Support déformable par excellence : on privilégie un ragréage fibré sur primaire spécial bois, ou la pose d’un panneau de désolidarisation (natte type Schluter Ditra) qui découple le carrelage des mouvements du bois. La pose directe d’un autolissant rigide sur du bois est risquée.

Sur plancher chauffant

Le ragréage doit être compatible plancher chauffant (mention explicite sur le sac). On respecte le cycle de mise en chauffe de la chape avant pose, et on reporte impérativement les joints de fractionnement. Voir notre guide plancher chauffant hydraulique pour la séquence complète.

Bonne pratique : sur les pièces humides (salle de bain, douche à l’italienne), prévois en plus un système d’étanchéité sous carrelage (SEL/SPEC) par-dessus le ragréage avant de coller. Le ragréage règle la planéité, pas l’étanchéité.

Combien ça coûte ?

Pour estimer le budget de préparation, compte au mètre carré :

  • Primaire d’accrochage : 0,15 à 0,30 €/m² (un bidon de 5 L couvre 25-40 m²)
  • Ragréage autolissant P3 : un sac de 25 kg couvre environ 5 m² sur 3 mm ; comptez 2 à 5 €/m² de produit selon l’épaisseur
  • Location ponceuse / surfaceuse (si laitance à enlever) : 40 à 70 €/jour

Soit globalement 3 à 8 €/m² de préparation, contre 30 à 60 €/m² pour reposer un carrelage décollé. Le calcul est vite fait.
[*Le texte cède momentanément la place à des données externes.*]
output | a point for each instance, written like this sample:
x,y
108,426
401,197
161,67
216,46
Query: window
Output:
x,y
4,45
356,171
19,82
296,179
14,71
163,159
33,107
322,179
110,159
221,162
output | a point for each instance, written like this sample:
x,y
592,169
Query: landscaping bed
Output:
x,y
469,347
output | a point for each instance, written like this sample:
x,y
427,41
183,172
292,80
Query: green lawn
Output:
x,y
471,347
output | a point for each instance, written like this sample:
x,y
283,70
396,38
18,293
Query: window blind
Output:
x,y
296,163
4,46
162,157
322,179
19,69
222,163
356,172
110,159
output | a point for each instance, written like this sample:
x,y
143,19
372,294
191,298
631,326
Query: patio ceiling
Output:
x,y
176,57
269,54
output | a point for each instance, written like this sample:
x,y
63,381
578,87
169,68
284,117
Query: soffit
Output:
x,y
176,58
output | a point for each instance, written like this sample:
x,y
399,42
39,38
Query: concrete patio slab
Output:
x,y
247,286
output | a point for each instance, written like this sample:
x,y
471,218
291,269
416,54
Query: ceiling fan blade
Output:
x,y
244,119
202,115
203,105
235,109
Checklist : préparer son support avant carrelage

  • Planéité contrôlée à la règle de 2 m, flèche notée tous les 50 cm
  • Décision ragréage prise (flèche > 5 mm = obligatoire)
  • Support aspiré, dégraissé, débarrassé de toute laitance ou plâtre
  • Cohésion vérifiée (test de la rayure), zones friables poncées
  • Humidité résiduelle mesurée et conforme (≤ 5 % ciment, ≤ 0,5 % anhydrite)
  • Fissures traitées, joints de fractionnement repérés et reportés
  • Primaire d’accrochage adapté au support, appliqué et sec
  • Ragréage choisi (autolissant / fibré, classe P3 mini en logement)
  • Dosage en eau respecté, ragréage débullé au rouleau à picots
  • Délai de carrelage respecté selon l’épaisseur coulée
  • Étanchéité (SEL) prévue en pièce humide, par-dessus le ragréage

Un support plan, propre, sec et primairisé, c’est l’assurance d’un carrelage qui ne bougera pas. Une fois ton ragréage tiré au cordeau, tu peux passer sereinement au calepinage et à la pose : le plus dur est derrière toi.